For another thing, the networks have much less control over information about the strike. In the 80s, TV news meant ABC, NBC, or CBS and if you didn’t get your news there, you got in from one or two local newspapers. That model is now antiquated. Not only are there twice as many 24/7 news networks and access to the web sites of newspapers around the world, but the writers can address the people directly. The umbrella organization United Hollywood has been producing extremely professional (no, duh!), informative, and entertaining videos telling their side of the story and exposing the other side and putting those videos on YouTube where they’re getting tens of thousands of views.

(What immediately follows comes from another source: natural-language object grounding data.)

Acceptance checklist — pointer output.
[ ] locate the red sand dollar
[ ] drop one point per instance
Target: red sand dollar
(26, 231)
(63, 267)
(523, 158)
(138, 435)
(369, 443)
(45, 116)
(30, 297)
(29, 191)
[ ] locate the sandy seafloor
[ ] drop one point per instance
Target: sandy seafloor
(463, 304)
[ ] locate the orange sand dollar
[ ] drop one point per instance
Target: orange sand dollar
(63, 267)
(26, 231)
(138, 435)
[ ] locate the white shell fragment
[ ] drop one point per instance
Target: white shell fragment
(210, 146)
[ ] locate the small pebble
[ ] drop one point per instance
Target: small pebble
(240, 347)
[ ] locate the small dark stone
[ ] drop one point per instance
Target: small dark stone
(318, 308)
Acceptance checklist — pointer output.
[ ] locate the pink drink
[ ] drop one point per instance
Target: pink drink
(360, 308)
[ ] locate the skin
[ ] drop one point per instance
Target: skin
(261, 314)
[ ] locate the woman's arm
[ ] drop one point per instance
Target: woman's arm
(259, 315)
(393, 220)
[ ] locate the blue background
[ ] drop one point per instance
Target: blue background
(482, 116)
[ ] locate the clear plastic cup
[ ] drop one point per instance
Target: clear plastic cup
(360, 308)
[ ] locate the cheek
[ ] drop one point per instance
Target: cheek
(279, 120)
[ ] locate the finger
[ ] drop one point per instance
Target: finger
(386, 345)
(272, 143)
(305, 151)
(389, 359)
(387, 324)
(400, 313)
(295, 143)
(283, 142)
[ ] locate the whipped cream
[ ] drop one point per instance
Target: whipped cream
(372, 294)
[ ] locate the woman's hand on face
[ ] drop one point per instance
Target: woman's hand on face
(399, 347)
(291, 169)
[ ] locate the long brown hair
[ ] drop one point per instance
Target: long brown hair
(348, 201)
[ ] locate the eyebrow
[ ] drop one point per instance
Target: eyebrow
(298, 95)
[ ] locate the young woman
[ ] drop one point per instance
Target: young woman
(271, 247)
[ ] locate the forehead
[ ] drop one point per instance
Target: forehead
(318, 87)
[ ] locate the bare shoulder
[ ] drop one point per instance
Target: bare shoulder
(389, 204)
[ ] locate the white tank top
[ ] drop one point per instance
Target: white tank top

There’s another danger as well for both sides, but for the networks especially. Once the last of the new episodes are gone and all that’s left on TV are reruns, pilots that didn’t make it, and reality shows, people are going to stop watching TV by droves. The fact is that people just don’t need TV to entertain themselves the way they once did. I hear all the time of people in their 20s who don’t even own televisions except to watch sports maybe. Instead they get all their entertainment online, whether through podcasts or blogs or webisodes of direct-to-Internet programming. Once those people are lost, will they come back?
And perhaps the writers and producers will discover that they don’t need networks after all. Within the next half-decade we’re going to be able to download or stream high-definition quality content direct to our computers or living-room TVs. In fact, there are private beta tests of such services even now. Why would, say, Joss Whedon need a TV network to broadcast a new “Firefly” series if he could just rent some Web servers and put it online? The cost-per-viewer for online broadcasting is much lower and he could still sell advertising.
Sure that latter scenario is a still in the future, but it’s not a distant future. In fact, sites like MySpace are already producing original dramatic series. They’re not the same as regular TV, but it’s only a matter of time.
The old Hollywood system is a dying dinosaur and the networks and studios better figure it out before they’re just fossilized bones on display in some museum. Meanwhile, in the long term maybe the best thing that could happen to the writers is that they embrace the inevitable future now. This may be the last time they ever have to go on strike against the networks and in that case we will all benefit.